I eventually changed my teaching style to a Socratic method and stopped relying on detailed slides during lecture. Today, I think I would present the key diagrams from the slides and stir up discussion instead.

Chapter topic Slides and figures
The marketplace
Computer architecture
ISA modeling ISA behavioral modeling
Introduction to testing System and circuit testing
ISA validation
Design methodology Modularity, control, timing
Building blocks System building blocks
Datapath synthesis Datapath synthesis and style
Control representation Control and microprogramming
Design style Datapath synthesis and style
Small example: Multiply step machine Multiply step machine
Speed, space and power estimates Speed, space and power estimation
Microprogramming Control and microprogramming
Example: PDP-11/40E PDP-11/40E datapath and microprogramming
Modeling the organization
System considerations Packaging and interconnection
Implementation technology Technology
CMOS circuits Introduction to CMOS circuits

In case you’re wondering, input/output was covered in a separate undergraduate course that combined operating systems and computer architecture. That is a an effective combination, by the way, because operating systems live at the software/hardware interface and topics like interrupts and interrupt handling can be addressed in an integrated fashion. Here are three moldy, sketchy notes about I/O: I/O buses, I/O bus transactions, and DMA and interrupts.

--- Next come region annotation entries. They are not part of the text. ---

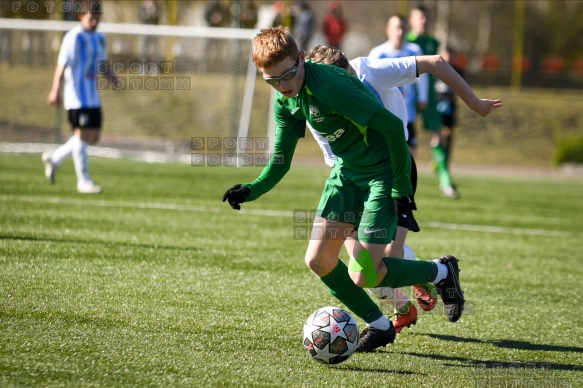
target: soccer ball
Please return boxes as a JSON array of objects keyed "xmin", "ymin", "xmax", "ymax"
[{"xmin": 304, "ymin": 306, "xmax": 359, "ymax": 364}]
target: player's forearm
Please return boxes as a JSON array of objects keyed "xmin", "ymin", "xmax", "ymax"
[{"xmin": 417, "ymin": 55, "xmax": 480, "ymax": 110}]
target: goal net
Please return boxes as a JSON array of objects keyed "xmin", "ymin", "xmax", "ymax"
[{"xmin": 0, "ymin": 19, "xmax": 270, "ymax": 163}]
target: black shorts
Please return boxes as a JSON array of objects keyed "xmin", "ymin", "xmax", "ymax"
[
  {"xmin": 397, "ymin": 155, "xmax": 419, "ymax": 232},
  {"xmin": 67, "ymin": 108, "xmax": 101, "ymax": 130},
  {"xmin": 407, "ymin": 123, "xmax": 417, "ymax": 148}
]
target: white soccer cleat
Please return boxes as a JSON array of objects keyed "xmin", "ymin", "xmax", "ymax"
[
  {"xmin": 42, "ymin": 152, "xmax": 57, "ymax": 185},
  {"xmin": 77, "ymin": 181, "xmax": 103, "ymax": 194}
]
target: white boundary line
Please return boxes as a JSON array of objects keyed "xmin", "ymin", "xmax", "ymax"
[{"xmin": 0, "ymin": 195, "xmax": 574, "ymax": 237}]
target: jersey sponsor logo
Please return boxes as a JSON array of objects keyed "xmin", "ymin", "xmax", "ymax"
[
  {"xmin": 310, "ymin": 105, "xmax": 324, "ymax": 123},
  {"xmin": 318, "ymin": 128, "xmax": 346, "ymax": 142}
]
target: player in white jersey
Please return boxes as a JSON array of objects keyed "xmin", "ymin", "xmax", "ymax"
[
  {"xmin": 306, "ymin": 46, "xmax": 501, "ymax": 332},
  {"xmin": 368, "ymin": 15, "xmax": 429, "ymax": 155},
  {"xmin": 42, "ymin": 1, "xmax": 113, "ymax": 194}
]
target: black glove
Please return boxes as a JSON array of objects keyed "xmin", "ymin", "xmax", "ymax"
[
  {"xmin": 223, "ymin": 184, "xmax": 251, "ymax": 210},
  {"xmin": 393, "ymin": 195, "xmax": 421, "ymax": 232}
]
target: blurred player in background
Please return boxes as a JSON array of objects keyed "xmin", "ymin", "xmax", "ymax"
[
  {"xmin": 435, "ymin": 46, "xmax": 464, "ymax": 170},
  {"xmin": 306, "ymin": 46, "xmax": 501, "ymax": 333},
  {"xmin": 405, "ymin": 5, "xmax": 460, "ymax": 199},
  {"xmin": 368, "ymin": 15, "xmax": 429, "ymax": 156},
  {"xmin": 42, "ymin": 1, "xmax": 113, "ymax": 194}
]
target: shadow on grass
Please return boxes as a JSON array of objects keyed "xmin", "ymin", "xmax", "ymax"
[
  {"xmin": 0, "ymin": 234, "xmax": 201, "ymax": 252},
  {"xmin": 421, "ymin": 334, "xmax": 583, "ymax": 353},
  {"xmin": 399, "ymin": 333, "xmax": 583, "ymax": 371},
  {"xmin": 337, "ymin": 365, "xmax": 425, "ymax": 376}
]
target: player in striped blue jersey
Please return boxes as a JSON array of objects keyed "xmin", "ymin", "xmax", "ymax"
[{"xmin": 42, "ymin": 1, "xmax": 113, "ymax": 194}]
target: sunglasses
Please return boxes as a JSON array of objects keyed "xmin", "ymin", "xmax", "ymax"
[{"xmin": 263, "ymin": 57, "xmax": 300, "ymax": 86}]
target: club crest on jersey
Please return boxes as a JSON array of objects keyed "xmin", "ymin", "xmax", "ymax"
[{"xmin": 310, "ymin": 105, "xmax": 324, "ymax": 123}]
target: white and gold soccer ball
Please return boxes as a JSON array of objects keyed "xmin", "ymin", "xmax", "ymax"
[{"xmin": 303, "ymin": 306, "xmax": 359, "ymax": 364}]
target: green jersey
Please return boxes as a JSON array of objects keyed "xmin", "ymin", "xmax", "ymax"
[{"xmin": 243, "ymin": 62, "xmax": 413, "ymax": 201}]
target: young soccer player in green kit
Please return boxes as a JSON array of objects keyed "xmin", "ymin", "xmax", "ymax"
[
  {"xmin": 405, "ymin": 5, "xmax": 460, "ymax": 199},
  {"xmin": 223, "ymin": 27, "xmax": 472, "ymax": 352}
]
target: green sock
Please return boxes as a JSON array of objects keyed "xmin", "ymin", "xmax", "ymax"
[
  {"xmin": 320, "ymin": 260, "xmax": 383, "ymax": 323},
  {"xmin": 431, "ymin": 144, "xmax": 453, "ymax": 187},
  {"xmin": 377, "ymin": 257, "xmax": 437, "ymax": 288},
  {"xmin": 395, "ymin": 301, "xmax": 413, "ymax": 314}
]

At first glance, the PDP-11 example appears outdated. However, few modern machines are described to this depth. The PDP-11 series was manufactured in an era when a computer arrived with a maintenance manual and schematics, not a toll-free customer service phone number. A customer could, plausibly, diagnose and repair a hardware problem in the field. These documents were a terrific educational resource. I learned a tremendous amount about machine design by studying the internals of the PDP-11/40 and the PDP-10. The PDP-11/40E was enhanced by a writeable control store and allowed end-user microprogramming. Thus, a programmer could extend the PDP-11 instruction set or even emulate other machines. The PDP-11/40E has a straightforward datapath and control organization. All in all, this was a great education!

The sections on complexity and technology need a serious update, however. There are many technological options beyond standard cells, gate arrays, semi-custom and full custom. One very important option is the use of very large-scale intellectual property (IP) blocks to assemble a system on a chip (SOC). ARM have a terrific, commercially successful approach and would be a good IP-based technology to study.

One should also consider making FPGA as the ultimate implementation target for course projects. The Papillio board makes it relatively easy and inexpensive to use Xilinx Spartan FPGAs. This approach might require a change in organization-level modeling language. Instead of stylized C/C++, Verilog or VHDL are more appropriate. These languages would certainly make it easier to target Papillio/Spartan. However, students would need to learn another language, possibly increasing time pressure beyond reason.